A joint-venture arrangement for ownership of Fonterra's Darnum manufacturing plant in Australia is also proposed, with Beingmate acquiring a 51% ownership interest.
The net investment cost will exceed NZ$600 million. The proposal is subject to regulatory review in both China and Australia.
This transaction is occurring at a time when Fonterra is also undertaking large investments in plant expansion and optimization in New Zealand, which would cost about NZ$555 million over the next few years.
In addition, global dairy product prices are currently weak, resulting in a reduction in the estimated forecast price of milk to NZ$6.00 per kilogram milk-solids early in this season, from NZ$7.00 per kilogram.
We acknowledge that the sourcing of product for distribution via the partnership from New Zealand milk means the pricing flexibility afforded through subordination will not be affected.

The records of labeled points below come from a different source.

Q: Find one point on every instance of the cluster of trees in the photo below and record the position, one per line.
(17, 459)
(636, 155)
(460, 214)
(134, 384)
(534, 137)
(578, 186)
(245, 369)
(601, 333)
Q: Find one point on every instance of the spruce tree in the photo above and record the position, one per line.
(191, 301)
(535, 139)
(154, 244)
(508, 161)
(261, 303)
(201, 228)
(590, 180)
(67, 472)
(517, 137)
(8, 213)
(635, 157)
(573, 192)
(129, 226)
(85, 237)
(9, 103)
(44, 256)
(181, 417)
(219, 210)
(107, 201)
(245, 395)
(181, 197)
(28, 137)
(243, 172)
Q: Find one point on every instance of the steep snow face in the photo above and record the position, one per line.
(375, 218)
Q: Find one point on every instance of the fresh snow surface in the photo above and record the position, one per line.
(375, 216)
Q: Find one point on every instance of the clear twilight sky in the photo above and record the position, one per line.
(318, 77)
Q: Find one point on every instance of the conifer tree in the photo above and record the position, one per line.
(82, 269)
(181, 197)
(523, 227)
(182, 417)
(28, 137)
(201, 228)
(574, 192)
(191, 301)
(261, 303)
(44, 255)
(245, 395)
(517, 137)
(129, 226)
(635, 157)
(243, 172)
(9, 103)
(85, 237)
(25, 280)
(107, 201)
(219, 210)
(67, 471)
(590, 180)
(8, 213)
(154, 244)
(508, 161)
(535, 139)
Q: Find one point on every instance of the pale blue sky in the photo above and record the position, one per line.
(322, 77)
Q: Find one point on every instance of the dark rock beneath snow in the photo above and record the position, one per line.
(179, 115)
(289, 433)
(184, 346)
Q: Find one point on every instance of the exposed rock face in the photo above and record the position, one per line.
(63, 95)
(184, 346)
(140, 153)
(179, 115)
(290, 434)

However, the scale of the proposed acquisition; a reliance on dividends from the equity holding, rather than having direct control over cash flows; higher leverage in the short-term from this transaction; and the capital expenditure, worsen Fonterra's credit quality to the 'A' rating level.
Ms. Wardlaw added: "The stable rating outlook reflects our view that the effective subordination of the company's payments to its supplier-shareholders remains entrenched within Fonterra's business model. Implicit within the ratings is our expectation that future investments are unlikely to change the proportion of milk supplied from New Zealand materially."
If Fonterra were to undertake further material debt-funded transactions, particularly in higher-risk geographies that alter the supply mix that may also undermine the subordination benefit, downward pressure on the rating could occur.
An upward rating trend is unlikely, as it would require an increase in lender protection from the subordination benefit.
We consider this scenario as unlikely, however, given that Fonterra's long-term growth strategy will inevitably include greater expansion outside its co-operative supplier base in New Zealand, in addition to organic growth in its home base.